Bestia zog seinen Krug zu sich heran, während der Fabricier leicht schnaufte. Curio wusste zwar, dass der Alte auch einen keltischen Namen hatte, doch hatte er ihn, solange Curio ihn mittlerweile kannte, nicht einmal benutzt. Erst jetzt wurde dem jungen Helvetier bewusst, dass er diesen Namen vielleicht gar nicht mehr mochte, sondern komplett in seiner römischen Bürgerschaft aufging. Im Gegensatz zu den Ducciern, die ja alle noch ihre germanischen Namen trugen und sich in der Familie auch mit diesen ansprachen. Dem jungen Helvetier, der ja Teil einer urrömischen Familie war, war dieses Spannungsfeld unbekannt. So beobachtete er nur, wie sich der Fabricier kurz abwandte, aber gleich wieder die Initiative ergriff. Von ihrem Gegenüber hatten sie nämlich wohl kaum irgendein Entgegenkommen zu erwarten.
Charmant wie eh und je, alter Freund. Aber sag, arbeitest du noch für diesen Ogulnius?
Der junge Helvetier hatte den Namen Ogulnius schonmal gehört. Irgendwie brachte er ihn aber mit irgendeinem halb-legalen Geschäftszweig in Verbindung. Kein Wunder, in dieser Umgebung. Erneut entstand eine längere Pause, doch als Bestia merkte, dass sich sein Glas immer noch nicht füllte, blickte er schließlich auf.

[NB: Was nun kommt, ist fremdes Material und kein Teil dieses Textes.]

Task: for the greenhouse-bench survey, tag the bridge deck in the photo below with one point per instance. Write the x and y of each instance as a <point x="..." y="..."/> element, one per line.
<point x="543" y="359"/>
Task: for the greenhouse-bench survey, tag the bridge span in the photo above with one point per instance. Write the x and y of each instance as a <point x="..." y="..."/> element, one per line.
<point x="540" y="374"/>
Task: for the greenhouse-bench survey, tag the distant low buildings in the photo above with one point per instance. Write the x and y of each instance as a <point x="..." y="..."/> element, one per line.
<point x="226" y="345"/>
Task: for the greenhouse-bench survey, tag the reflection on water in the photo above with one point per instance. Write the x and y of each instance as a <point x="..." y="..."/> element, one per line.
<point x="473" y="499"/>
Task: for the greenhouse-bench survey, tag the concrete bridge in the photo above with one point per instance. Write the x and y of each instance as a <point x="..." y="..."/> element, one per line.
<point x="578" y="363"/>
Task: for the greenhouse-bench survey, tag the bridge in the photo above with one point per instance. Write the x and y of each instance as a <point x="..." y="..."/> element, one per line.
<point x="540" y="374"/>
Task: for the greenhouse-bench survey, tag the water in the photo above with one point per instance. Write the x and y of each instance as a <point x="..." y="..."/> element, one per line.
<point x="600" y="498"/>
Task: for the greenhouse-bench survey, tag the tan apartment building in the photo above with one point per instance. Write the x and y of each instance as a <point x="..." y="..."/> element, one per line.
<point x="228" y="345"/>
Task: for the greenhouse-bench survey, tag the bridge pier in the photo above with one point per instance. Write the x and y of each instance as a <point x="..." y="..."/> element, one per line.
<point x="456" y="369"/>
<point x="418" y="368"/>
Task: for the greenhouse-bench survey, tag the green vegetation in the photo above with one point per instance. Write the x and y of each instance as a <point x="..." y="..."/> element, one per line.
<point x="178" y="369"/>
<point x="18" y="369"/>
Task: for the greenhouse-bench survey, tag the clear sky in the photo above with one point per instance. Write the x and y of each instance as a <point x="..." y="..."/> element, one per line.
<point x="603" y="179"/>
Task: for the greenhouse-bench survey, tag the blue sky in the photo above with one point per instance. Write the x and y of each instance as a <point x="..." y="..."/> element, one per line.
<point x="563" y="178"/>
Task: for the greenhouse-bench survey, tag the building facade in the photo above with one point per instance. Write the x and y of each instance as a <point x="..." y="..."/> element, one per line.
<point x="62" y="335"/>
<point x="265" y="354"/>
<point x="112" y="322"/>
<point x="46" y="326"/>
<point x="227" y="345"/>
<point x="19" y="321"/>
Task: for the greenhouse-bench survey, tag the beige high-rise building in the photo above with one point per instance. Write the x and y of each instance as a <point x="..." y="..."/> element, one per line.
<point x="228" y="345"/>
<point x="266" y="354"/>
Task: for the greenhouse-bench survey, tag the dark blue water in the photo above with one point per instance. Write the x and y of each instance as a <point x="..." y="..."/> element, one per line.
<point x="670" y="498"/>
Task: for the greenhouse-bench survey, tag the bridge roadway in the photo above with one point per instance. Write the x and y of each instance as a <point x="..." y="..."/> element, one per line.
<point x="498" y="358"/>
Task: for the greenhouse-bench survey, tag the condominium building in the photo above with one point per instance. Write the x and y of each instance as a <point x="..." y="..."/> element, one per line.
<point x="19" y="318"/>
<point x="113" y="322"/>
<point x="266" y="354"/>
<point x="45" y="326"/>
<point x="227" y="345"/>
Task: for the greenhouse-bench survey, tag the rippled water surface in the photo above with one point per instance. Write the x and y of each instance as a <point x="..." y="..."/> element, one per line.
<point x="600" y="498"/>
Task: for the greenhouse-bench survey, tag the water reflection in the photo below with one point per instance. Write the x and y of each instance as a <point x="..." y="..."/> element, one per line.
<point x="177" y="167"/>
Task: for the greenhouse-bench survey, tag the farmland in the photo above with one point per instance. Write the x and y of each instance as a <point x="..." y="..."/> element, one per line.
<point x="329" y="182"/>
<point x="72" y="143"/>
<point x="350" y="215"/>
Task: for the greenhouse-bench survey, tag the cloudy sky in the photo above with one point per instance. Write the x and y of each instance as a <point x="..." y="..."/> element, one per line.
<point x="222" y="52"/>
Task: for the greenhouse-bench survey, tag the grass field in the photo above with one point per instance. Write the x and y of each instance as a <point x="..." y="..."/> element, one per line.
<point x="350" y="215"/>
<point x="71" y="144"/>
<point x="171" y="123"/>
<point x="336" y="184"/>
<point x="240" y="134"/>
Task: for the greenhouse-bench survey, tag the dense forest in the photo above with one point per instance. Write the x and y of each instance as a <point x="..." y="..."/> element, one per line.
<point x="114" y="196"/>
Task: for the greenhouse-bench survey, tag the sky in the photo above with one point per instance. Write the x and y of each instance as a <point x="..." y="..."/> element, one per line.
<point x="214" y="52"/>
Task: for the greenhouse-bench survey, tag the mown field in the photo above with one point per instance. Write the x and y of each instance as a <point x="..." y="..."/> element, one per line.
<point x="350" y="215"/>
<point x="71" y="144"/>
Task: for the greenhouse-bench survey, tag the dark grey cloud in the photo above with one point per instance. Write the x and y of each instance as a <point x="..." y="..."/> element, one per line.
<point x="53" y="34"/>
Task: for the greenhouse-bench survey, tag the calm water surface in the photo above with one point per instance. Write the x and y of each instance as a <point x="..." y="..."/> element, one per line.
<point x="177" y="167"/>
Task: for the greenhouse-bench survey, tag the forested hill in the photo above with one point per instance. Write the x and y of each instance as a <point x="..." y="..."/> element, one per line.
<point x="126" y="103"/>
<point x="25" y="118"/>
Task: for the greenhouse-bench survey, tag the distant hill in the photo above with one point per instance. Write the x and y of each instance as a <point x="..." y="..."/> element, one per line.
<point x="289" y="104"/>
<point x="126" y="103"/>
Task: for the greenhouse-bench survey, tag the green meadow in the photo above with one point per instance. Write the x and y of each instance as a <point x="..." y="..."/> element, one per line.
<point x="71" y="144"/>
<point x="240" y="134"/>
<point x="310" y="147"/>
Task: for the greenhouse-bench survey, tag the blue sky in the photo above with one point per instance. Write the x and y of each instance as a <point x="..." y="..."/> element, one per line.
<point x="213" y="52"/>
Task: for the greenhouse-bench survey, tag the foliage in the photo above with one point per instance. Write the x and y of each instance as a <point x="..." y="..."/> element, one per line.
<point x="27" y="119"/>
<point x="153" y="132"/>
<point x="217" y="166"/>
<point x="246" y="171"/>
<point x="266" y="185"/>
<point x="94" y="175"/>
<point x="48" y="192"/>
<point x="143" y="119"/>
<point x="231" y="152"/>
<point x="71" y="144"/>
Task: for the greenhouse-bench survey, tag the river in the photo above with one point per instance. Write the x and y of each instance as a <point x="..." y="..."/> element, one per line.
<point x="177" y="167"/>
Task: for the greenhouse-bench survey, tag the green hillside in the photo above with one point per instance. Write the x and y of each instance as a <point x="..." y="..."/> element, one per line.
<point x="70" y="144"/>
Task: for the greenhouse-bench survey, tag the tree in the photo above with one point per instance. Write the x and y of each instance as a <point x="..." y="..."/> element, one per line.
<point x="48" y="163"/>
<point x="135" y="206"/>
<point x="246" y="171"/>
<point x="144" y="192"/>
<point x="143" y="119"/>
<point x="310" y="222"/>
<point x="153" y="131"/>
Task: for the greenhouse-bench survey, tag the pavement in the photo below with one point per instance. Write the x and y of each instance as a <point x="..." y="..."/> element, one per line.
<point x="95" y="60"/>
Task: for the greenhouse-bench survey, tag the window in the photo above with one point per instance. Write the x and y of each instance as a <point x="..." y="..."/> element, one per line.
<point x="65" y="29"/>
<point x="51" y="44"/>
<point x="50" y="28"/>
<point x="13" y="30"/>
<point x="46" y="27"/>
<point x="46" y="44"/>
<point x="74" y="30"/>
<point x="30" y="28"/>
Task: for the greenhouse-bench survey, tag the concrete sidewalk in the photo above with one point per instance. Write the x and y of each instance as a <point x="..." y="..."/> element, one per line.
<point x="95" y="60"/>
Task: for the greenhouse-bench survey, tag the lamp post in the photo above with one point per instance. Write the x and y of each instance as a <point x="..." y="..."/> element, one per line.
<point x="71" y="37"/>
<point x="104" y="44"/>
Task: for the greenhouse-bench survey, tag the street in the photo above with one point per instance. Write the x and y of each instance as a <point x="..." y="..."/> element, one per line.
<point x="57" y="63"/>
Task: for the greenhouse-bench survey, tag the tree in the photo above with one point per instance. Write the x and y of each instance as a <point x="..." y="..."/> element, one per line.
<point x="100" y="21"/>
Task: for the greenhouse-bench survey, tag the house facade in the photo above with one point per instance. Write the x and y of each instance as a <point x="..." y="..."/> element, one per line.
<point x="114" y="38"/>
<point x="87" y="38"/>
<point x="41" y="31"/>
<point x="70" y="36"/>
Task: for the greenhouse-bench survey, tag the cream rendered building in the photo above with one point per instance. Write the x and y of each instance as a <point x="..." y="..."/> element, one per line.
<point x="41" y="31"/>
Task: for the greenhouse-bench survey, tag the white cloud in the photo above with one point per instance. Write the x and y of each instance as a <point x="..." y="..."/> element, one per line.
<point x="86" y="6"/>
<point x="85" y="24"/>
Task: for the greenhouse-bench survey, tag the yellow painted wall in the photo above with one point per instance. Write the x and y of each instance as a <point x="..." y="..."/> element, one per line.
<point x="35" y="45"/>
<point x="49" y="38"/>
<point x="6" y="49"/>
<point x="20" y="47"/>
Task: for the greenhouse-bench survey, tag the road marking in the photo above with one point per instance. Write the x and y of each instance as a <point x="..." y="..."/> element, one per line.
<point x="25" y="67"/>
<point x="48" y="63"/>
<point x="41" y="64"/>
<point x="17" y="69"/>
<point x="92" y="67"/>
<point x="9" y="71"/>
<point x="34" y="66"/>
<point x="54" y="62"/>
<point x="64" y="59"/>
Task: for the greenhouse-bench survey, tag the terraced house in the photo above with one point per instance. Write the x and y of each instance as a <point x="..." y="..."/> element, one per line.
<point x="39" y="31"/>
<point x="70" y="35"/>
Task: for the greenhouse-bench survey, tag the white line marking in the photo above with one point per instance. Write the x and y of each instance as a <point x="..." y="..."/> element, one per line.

Nicht mehr. Als ihm irgendjemand fein säuberlich Augen und Zunge rausgeschnitten hat, hat er sein Geschäft aufgegeben.
Er blickte den Fabricier nun offensiv und provokativ in die Augen und warf auch kurz dem jungen Helvetier einen Seitenblick zu. Der Fabricius blieb aber ungerührt. Curio wusste, dass der alte als Soldat einiges gesehen hatte, sodass nur dem jungen Helvetier ein kalter Schauer den Rücken hinablief.
Nun, dann ist es bestimmt nicht mehr einfach, dein Zimmer hier zu bezahlen. Sieht ja eigentlich ganz gemütlich aus. Wenn die Zimmer auch so aussehen...
Er beendete seinen Satz nicht, sondern hielt den Blickkontakt zu seinem Gegenüber aufrecht, ohne auch nur einmal zu blinzeln. Beide taten sich nichts, als ehemalige Soldaten Druck gewöhnt, auch wenn die Zeit des eigenhändigen Kampfes bei dem Fabricier länger vorbei war.
Das ist hier nicht das verfickte Silva Nigra, Aremend. Also halts Maul, oder sag mir endlich, was du von mir willst. Und wer ist überhaupt dieser Grünschnabel, der so tut, als wäre er gar nicht da?
Der Fabricius schmunzelte, blickte zum Tresen und gab dem bärtigen Wirt zu verstehen, dass er drei Biere bestellen wollte. Der Wirt nickte und schnell standen drei Krüge auf dem Tisch.
Dieser Grünschnabel ist Iullus Helvetius Curio, vielleicht sagt dir der Name was. Er hat vielleicht Arbeit für dich, nicht wahr Curio.
Curio nickte, brachte aber noch kein Wort heraus, da der kritische Blick Bestias auf seinem Gesicht ruhte und der junge Helvetier fand diesen Blick nicht grade angenehm.
Helvetius Curio, hm? Der kleine Streber, der glaubt, er wäre der neue aufgehende Stern in Mogontiacum, hm? Hast du dir nicht mit dieser Masche auch eine kleine Wolfriksdotter geschnappt? Aber gut, von mir aus, hm? Was willst DU?
Curio schluckte. Der Kerl war verdammt gut informiert dafür, dass er offenbar in diesem Loch hier hauste. Jetzt oder nie, auch wenn der erste Eindrucknicht grade positiv war. Doch der Empfehlung des alten Fabricius wollte er wenigstens einmal auf den Zahn fühlen.